The biggest and most obvious change would've been Jeffrey Hunter's Christopher Pike taking over the role of Star Trek's Enterprise captain instead of William Shatner's James T. Kirk. The two protagonists have much in common: bravery, a strong moral compass and the respect of their crew mates, but Kirk and Pike were very distinct personalities. Hunter's Pike was characterized as the straighter captain - less of a maverick than the brash and hot-headed Kirk. Without those qualities in its leading man, Star Trek's weekly moral conflicts would've lacked a key, combustible element.
William Shatner's unique acting style could also be considered a key part of Star Trek's early success. Jeffrey Hunter is patently a very capable actor, but played his Starfleet captain in a straighter, more serious fashion. Shatner's exuberant and fun approach might not be the finest example of the theatrical arts, but his charismatic performance helped Star Trek carve a legacy none the less.

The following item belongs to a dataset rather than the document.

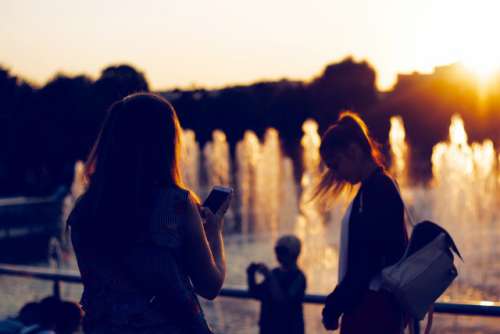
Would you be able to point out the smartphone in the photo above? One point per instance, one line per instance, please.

Another major element of that legacy is the holy trinity of Kirk, Spock and McCoy - something that no other trio could've replicated.

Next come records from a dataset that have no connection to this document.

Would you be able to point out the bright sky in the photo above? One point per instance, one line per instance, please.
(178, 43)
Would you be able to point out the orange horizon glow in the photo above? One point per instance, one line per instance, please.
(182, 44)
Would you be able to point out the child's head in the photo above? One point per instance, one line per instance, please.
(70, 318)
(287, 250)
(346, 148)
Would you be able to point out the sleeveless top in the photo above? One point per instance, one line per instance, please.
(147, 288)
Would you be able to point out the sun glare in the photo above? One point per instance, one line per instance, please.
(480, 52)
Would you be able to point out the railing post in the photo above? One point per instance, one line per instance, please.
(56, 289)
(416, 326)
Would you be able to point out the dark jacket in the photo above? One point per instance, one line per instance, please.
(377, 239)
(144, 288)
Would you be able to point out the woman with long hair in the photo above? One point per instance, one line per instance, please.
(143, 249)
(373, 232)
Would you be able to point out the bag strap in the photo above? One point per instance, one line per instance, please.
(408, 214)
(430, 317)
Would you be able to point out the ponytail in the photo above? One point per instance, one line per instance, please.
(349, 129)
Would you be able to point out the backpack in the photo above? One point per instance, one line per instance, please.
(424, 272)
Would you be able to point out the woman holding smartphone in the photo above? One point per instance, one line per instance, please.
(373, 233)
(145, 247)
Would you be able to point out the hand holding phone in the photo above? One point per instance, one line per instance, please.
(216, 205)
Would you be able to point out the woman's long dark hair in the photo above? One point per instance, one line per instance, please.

The Enterprise's captain isn't the only position that would've been vastly different with the cast of "The Cage." Leonard Nimoy's Spock is the only character carried from the original cast into the full series, but his performances differ greatly between the two. In "The Cage," Spock is more excitable and human, free of the cold, hard logic so closely associated with the character today. Instead, the more robotic emotions are saved for Number One, the second-in-command on Pike's Enterprise. In rejigging the Star Trek setup, the Number One character was amalgamated into Spock, but if the cast of "The Cage" had remained in place, the Vulcan couldn't have developed the same iconic persona that Nimoy portrayed so well for half a century.
The primary reason for "The Cage" being rejected was its more intellectual storytelling approach compared to other sci-fi offerings of the era. Roddenberry returned with a more even blend of science fiction and action, and this formed the basis of the early Star Trek formula. Since finally airing in full in the 1980s, "The Cage" has been consistently labelled one of Star Trek's strongest ever episodes, and this suggests that the original series would've still found a loyal, core fan base, even with the cast seen in "The Cage." By pitching at a more cerebral level, however, Star Trek would've lost mainstream appeal and lacked an entry point for younger fans. It could also be argued that Star Trek's more complex storylines only gained appreciation after the series was already established.
Evidently, the landscape of the Star Trek franchise would've been very different if "The Cage" cast had stayed in their roles, and it's also very likely that Roddenberry's creation wouldn't have found the same level of success and may been a little too ahead of its time to find success in the 1960s.